What sort of guarantees do we have when using a formula like button? Would your team help to fix a broken document if such a case arose? Thanks as always!
They are not exposed. They are not on the list; they won’t show up in the formula editor suggestions until you’ve finished typing them out; they have this icon before them saying these are experimental formulas.
Basically if you didn’t know about them, you normally wouldn’t even try typing them, and if you found them by chance you’d be scared away by the experimental icon.
No one would fix your broken doc if it’s you who broke it by ignoring the warnings.
I didn’t notice the experimental sign, thanks for pointing that out.
If an experimental feature is buggy, behaves in unexpected ways, is deprecated, removed, or has breaking interface changes in an update - I think that’s fine. However in my opinion anything exposed to the user should guarantee that the document at least loads or that the user can somehow recover. Buttons can be broken, formulas can be broken, tables can have the wrong data, views, etc, but I should at least by able to modify the doc and attempt to fix the problem.
Maybe this would require a sort of “debug” mode of the document where no formulas are evaluated, no automations run etc, or maybe it would simply be a matter of making all the code paths production ready.
If Coda experimental features have no such guarantee, then in my opinion I think the app should give a much louder warning to the user that the feature should not be used in any production scenario, including when copying docs. There are plenty of docs used as examples here on how to implement things that contain these formulas, it’s quite easy to use something someone else set up that has these formulas without even knowing it. This is actually how I came upon the button formula.
Im trying to use the button() formula in my canvas, but can’t seem to get it to work. Im able to get it to work in a table/column but not in the canvas. Am I missing something?
No matter what I try for the 1st “value” argument, it doesnt seem to work for me
The only way to get the button into a canvas is to first set it up in a table and then reference that created button in a canvas formula.
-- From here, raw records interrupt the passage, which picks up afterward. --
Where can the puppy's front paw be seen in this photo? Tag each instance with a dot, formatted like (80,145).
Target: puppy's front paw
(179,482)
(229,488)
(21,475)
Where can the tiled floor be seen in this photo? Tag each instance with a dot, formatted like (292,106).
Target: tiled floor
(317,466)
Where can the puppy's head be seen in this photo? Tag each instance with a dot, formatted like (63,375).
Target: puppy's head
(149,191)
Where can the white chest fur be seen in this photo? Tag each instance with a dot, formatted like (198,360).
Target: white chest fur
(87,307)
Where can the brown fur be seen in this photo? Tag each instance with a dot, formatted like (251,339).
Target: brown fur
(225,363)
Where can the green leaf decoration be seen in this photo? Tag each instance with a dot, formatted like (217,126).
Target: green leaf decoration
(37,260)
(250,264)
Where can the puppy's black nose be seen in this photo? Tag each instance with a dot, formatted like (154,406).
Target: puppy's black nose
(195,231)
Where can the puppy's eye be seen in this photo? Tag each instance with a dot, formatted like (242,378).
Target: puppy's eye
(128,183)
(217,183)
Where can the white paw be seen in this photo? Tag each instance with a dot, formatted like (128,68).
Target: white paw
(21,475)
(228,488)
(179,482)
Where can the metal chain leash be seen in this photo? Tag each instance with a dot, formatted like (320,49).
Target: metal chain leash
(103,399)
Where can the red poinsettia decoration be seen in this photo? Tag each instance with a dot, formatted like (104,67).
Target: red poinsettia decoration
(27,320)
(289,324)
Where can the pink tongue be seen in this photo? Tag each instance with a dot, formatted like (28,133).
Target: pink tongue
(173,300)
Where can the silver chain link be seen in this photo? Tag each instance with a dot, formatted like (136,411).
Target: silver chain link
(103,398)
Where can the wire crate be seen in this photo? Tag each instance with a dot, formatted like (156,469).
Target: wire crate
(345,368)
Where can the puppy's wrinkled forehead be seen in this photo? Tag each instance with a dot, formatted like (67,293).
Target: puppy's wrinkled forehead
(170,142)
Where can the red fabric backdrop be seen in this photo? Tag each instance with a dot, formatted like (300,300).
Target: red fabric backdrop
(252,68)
TL;DR: Button() formula can only exist in a table. The first argument has to be a column, either a button or an action object. Button().Concatenate("") would remove the weird padding and result in a normal-looking button. It’s going to be rich text though. But you can use it wherever you can reference text then.
I can’t find the Button formula, has it been removed?
I am rendering an input control, and when the text changes I perform a search on an external API (in a Pack action). I want to show the results in a list, with a button toggle so you can insert/remove results into a table
Although still existing, I’ve found now button no longer can be used multiple times in single field, so if what you are trying to achieve is to insert multiple buttons in single field, I’m afraid trick is not working anymore.
You will need to find a way to deploy each of the results in your list on a table record each one, so you can show buttons for all of them… hereby, rendering current Button() workings useless for your purposses, since in this scenario it will be easier and more robust to use a Button field.